Following several days of continuous connectivity problems, North Korea's internet has gone dark, according to one researcher. Whether it's a cyber attack or a routine outage remains unclear. However, it looks a lot like a DDoS attack.
News of the outage arrives just two days after the United States asked China to help in cripple North Korea's ability to mount cyber attacks, after the FBI blamed Kim Jong-Un's regime for hacking into Sony Pictures. This does not necessarily mean that North Korea itself has become victim to a cyber attack. The country experiences outages all the time, in part due to poor infrastructure. However, some experts think this string of instability is different.
''The situation now is they are totally offline," Doug Madory of Dyn Research told Bloomberg. "I don't know that someone is launching a cyber-attack against North Korea, but this isn't normal for them." Earlier, Madory had told North Korea Tech, "I haven't seen such a steady beat of routing instability and outages in KP before. Usually there are isolated blips, not continuous connectivity problems. I wouldn't be surprised if they are absorbing some sort of attack presently."
One can't help but wonder if China or the U.S. might be involved. China, for one, recently announced an investigation into North Korea's role in the Sony Pictures hack despite being a potential partner. North Korea, for its part, denies any role at all, though the country's posture became markedly more aggressive in the past couple of days. After proposing the U.S. help in a joint inquiry to prove it had nothing to do with the attacks, North Korea threatened to strike the White House and "the whole U.S. mainland, that cesspool of terrorism."
North Korea obviously isn't happy about being fingered as the villain in the attack on Sony Pictures. (A lot of smart people still don't think North Korea had anything to do with the hack.) Now, the country can be unhappy with its lack of internet access. [NYT, Bloomberg, North Korea Tech]
North Korea does very little commercial or government business over the Internet. The country officially has 1,024 Internet protocol addresses, though the actual number may be somewhat higher.
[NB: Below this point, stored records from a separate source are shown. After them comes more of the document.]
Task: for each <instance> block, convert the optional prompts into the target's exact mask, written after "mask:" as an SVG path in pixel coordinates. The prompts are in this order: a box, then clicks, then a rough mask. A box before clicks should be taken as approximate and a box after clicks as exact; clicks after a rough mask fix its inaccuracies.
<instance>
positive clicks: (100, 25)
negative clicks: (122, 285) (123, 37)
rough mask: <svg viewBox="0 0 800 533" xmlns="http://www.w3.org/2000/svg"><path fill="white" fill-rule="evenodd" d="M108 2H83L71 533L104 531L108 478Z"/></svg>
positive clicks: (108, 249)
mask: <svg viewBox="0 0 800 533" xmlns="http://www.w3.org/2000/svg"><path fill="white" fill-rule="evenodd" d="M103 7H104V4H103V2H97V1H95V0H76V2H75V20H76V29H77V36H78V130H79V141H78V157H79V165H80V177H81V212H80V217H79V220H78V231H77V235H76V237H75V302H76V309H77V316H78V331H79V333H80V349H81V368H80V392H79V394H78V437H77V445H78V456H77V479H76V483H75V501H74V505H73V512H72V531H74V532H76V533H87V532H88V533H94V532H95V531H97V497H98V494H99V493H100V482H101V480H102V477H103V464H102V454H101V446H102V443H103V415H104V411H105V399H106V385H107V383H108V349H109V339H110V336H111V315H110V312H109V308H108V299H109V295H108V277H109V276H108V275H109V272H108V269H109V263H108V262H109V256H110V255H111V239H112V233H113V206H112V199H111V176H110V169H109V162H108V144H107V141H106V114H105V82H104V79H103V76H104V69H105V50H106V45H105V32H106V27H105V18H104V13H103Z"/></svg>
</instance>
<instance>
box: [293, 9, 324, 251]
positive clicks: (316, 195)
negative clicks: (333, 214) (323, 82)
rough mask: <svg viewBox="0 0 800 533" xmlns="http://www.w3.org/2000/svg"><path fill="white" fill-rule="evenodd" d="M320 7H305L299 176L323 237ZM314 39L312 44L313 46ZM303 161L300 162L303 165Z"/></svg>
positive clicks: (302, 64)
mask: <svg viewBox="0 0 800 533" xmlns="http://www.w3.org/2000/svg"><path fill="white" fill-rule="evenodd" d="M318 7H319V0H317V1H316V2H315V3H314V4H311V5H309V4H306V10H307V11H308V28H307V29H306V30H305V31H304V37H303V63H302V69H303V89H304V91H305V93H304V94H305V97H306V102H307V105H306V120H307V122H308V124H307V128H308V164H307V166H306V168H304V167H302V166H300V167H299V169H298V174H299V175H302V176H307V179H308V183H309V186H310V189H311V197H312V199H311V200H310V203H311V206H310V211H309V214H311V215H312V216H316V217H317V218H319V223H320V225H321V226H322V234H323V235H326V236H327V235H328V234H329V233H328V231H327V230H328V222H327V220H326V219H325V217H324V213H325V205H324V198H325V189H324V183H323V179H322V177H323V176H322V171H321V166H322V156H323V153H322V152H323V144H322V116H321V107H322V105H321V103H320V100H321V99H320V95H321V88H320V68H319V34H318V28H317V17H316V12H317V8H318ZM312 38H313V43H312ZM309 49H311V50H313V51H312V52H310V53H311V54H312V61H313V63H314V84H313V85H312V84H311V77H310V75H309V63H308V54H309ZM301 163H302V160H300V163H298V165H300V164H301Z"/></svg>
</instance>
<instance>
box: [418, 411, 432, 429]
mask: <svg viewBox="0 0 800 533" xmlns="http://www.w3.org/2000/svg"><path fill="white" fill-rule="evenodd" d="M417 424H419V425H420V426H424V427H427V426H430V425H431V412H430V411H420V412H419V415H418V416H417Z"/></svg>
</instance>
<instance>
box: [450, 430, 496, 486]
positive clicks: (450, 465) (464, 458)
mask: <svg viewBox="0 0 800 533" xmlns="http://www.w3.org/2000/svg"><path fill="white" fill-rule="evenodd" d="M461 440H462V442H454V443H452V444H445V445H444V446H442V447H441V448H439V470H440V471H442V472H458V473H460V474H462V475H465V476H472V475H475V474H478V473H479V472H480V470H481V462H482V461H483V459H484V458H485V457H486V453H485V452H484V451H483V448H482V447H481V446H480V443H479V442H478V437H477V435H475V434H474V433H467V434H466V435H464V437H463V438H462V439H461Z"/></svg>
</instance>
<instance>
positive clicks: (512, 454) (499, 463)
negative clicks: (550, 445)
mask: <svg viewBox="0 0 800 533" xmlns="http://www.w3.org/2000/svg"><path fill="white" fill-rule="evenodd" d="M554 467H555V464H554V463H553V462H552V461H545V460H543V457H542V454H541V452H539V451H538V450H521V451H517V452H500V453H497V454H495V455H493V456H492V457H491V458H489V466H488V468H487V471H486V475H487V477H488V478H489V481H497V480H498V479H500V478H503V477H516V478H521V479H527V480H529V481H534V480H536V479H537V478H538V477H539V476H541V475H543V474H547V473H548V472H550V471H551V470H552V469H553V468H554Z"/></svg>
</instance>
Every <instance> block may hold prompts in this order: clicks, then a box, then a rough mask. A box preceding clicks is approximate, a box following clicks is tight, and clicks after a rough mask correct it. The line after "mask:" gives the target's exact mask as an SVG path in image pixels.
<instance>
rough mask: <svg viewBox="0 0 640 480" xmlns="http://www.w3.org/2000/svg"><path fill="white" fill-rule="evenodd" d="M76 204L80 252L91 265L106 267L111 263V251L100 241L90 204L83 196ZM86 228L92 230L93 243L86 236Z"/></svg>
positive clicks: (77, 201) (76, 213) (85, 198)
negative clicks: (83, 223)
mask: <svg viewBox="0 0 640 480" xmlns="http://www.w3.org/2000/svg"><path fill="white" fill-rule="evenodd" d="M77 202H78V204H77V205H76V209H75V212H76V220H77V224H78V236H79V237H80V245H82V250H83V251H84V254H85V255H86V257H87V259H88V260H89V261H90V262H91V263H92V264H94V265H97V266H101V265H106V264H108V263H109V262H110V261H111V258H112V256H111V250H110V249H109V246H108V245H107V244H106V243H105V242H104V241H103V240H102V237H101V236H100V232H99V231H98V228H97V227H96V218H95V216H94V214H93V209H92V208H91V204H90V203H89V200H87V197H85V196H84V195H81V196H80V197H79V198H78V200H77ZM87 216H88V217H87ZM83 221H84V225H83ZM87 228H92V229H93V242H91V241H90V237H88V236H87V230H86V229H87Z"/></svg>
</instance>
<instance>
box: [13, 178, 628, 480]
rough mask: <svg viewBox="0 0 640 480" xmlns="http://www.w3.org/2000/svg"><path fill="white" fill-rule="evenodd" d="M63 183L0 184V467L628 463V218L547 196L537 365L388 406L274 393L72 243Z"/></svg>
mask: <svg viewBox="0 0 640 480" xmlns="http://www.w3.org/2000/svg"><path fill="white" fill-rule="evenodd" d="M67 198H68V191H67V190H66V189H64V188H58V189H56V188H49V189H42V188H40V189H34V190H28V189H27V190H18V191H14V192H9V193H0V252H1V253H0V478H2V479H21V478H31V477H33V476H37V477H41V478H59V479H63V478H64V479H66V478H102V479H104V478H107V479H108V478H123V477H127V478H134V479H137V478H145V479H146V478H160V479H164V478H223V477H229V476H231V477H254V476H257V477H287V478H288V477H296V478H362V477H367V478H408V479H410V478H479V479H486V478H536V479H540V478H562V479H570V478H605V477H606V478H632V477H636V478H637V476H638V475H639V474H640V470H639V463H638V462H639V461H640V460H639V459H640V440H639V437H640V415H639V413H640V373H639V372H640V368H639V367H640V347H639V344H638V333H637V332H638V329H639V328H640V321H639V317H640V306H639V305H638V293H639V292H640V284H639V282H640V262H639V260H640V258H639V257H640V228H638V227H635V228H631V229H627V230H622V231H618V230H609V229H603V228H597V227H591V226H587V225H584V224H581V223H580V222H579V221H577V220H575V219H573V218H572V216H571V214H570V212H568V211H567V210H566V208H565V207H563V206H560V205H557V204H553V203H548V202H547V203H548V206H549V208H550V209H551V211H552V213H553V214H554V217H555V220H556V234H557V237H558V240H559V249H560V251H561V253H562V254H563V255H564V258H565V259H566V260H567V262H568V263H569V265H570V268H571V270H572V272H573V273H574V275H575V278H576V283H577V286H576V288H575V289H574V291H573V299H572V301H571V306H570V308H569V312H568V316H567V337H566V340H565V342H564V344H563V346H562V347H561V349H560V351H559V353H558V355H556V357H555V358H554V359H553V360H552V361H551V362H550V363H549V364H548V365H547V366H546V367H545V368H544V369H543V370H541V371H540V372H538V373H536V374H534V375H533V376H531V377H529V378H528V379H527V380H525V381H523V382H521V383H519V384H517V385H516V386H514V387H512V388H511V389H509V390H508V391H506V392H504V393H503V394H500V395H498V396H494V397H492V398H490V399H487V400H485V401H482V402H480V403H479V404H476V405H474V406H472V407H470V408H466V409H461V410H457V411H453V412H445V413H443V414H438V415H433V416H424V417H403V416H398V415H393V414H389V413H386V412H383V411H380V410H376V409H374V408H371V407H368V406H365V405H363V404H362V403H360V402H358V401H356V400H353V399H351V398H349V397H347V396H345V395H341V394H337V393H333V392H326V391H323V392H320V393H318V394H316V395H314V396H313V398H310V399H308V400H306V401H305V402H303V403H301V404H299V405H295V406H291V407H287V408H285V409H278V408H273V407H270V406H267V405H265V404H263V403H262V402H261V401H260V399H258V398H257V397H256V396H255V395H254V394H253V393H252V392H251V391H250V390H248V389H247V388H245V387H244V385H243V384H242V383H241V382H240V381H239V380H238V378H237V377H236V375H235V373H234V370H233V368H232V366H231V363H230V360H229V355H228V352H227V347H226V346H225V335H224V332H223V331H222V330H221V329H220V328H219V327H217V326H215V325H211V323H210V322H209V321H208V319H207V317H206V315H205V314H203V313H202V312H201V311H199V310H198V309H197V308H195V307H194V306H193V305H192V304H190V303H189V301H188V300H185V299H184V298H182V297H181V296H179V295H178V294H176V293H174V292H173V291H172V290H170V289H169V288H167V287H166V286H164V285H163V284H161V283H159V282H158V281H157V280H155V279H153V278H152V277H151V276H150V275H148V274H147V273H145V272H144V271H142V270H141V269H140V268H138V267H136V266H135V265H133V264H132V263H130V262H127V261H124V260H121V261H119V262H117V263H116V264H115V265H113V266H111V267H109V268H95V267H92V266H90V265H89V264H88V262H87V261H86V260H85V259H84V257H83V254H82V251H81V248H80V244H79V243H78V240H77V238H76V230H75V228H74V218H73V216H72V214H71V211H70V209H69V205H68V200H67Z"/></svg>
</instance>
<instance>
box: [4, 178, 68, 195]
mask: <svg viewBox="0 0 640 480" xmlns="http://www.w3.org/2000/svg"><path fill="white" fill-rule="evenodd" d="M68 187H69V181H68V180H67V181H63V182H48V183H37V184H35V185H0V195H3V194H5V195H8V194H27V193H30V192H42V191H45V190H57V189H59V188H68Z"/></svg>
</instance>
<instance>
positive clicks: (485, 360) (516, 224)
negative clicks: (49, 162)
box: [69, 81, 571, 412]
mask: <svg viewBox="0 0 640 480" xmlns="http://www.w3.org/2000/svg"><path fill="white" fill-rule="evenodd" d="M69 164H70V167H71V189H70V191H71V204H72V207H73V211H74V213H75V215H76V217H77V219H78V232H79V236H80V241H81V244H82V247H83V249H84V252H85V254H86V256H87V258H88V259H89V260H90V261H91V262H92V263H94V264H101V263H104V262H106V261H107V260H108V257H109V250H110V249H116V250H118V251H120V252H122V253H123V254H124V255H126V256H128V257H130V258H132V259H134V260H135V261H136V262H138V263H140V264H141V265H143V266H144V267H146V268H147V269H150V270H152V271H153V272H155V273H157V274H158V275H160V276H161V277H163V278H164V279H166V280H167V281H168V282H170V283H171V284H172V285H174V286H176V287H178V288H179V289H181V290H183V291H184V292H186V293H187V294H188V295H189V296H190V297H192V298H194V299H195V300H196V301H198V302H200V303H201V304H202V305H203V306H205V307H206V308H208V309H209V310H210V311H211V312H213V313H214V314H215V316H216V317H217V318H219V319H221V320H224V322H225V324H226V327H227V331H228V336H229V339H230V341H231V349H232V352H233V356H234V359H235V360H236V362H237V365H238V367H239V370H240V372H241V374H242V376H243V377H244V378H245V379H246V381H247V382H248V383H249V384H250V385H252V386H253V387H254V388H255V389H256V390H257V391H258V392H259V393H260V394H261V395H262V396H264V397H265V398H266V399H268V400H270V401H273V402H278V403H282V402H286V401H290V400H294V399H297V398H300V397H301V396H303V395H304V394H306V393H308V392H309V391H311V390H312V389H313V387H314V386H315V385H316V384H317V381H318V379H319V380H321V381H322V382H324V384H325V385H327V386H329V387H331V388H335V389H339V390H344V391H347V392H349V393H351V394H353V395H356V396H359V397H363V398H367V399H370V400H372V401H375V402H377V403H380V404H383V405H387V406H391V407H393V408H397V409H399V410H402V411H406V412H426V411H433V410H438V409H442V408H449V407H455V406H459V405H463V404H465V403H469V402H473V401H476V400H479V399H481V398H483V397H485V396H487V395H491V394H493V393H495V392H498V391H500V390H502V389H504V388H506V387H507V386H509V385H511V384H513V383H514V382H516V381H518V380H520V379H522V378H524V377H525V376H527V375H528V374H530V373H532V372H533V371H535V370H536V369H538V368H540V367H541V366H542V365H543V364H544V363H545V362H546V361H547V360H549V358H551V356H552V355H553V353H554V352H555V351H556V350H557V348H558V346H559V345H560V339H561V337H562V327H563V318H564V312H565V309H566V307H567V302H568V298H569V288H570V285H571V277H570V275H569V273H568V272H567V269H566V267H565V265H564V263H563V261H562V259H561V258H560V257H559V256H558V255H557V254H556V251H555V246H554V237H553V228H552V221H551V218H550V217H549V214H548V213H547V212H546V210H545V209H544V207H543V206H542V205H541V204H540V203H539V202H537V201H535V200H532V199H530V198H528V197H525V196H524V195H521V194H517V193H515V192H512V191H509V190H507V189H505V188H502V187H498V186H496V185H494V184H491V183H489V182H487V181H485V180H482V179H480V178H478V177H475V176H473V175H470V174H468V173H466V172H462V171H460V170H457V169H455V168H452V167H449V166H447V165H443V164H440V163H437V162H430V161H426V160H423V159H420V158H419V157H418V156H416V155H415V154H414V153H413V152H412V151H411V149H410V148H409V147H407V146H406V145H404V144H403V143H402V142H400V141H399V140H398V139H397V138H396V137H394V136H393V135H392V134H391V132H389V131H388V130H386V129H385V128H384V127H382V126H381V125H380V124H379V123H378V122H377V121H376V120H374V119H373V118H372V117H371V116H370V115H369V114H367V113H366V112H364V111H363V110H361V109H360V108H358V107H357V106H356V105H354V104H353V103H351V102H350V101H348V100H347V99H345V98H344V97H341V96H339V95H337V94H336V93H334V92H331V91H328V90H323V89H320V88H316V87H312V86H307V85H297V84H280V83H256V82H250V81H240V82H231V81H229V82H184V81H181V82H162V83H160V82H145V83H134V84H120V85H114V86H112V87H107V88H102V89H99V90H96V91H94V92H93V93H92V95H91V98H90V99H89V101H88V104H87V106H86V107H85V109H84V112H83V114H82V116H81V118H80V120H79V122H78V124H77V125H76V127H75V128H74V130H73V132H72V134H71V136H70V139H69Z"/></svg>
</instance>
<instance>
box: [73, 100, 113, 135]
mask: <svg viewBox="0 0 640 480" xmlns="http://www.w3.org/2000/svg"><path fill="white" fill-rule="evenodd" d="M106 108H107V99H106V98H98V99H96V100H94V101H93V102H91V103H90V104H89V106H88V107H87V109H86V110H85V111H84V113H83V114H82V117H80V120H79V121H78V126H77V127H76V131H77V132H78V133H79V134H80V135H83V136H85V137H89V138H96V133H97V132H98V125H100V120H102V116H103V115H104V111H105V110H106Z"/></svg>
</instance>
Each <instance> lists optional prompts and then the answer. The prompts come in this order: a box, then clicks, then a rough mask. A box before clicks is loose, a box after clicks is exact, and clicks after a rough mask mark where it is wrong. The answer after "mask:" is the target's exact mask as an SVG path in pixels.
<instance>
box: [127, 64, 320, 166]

By comparison, the United States has billions of addresses.
North Korea's addresses are managed by Star Joint Venture, the state-run Internet provider, which routes many of those connections through China Unicom, China's state-owned telecommunications company.
By Monday morning, those addresses had gone dark for over an hour.
As a researcher from CloudFlare told the Times: North Korea's network is "toast."